Out of all of the historical accounts of food safety and public health the story of “Typhoid Mary” is one that is worth repeating to anyone who is learning about the subject.
Typhoid is a particular type of salmonella that can be spread via the faecal-oral route. It can easily be passed on via preparation and service of cold foods; due to poor personal hygiene.
Mary was born in Ireland in the late nineteenth century. In her twenties, along with many others, she emigrated to New York and gained employment as a domestic cook. Each residence Mary worked at people would become sick as they were struck down with Typhoid. Mary moved from family to family; leaving a trail of destruction in her wake.
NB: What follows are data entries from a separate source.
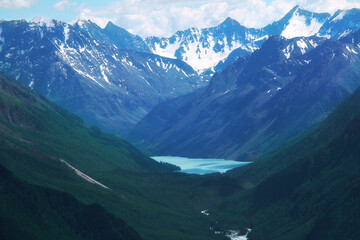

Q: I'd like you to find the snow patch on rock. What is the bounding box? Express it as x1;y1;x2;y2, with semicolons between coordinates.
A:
59;159;110;189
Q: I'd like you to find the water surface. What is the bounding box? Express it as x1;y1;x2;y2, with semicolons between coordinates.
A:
152;156;248;174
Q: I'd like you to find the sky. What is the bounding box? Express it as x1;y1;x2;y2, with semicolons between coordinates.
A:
0;0;360;37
Mary Mallon was asymptomatic (did not present any symptoms) which is one of the reasons why this bug can be so problematic. Mary would not have known she was contagious. People who are infected with diseases and who have the potential to pass on infections are known as “carriers”.
After several families (and their domestic staff) were affected she was eventually identified as an asymptomatic carrier after a private investigation was launched. She was subsequently detained under medical authority for a period of three years. She was released under the condition that she no longer cook for people. However, Mary changed her name to avoid being noticed and began again to work as a cook.
She was identified after an outbreak occurred in a hospital she was working in suffered from a Typhoid outbreak. The authorities detained Mary once more; and was not released.
Until her death Mary Mallon believed she had been detained unnecessarily and, at the time, many agreed. Today, we can detect and treat illnesses much more easily and accurately. We are also able to screen sufferers and close contacts to determine whether they are carriers. However, the exclusion of workers from certain roles and responsibilities remains an important tool that is used against the spread of disease. Those who prepare food or who interact with vulnerable people are examples of those who must take their personal hygiene and fitness to work most seriously. In light of the recent pandemic people are more aware than ever of the need to isolate potential carriers; the story of Typhoid Mary therefore is just as relevant today that it was a century ago.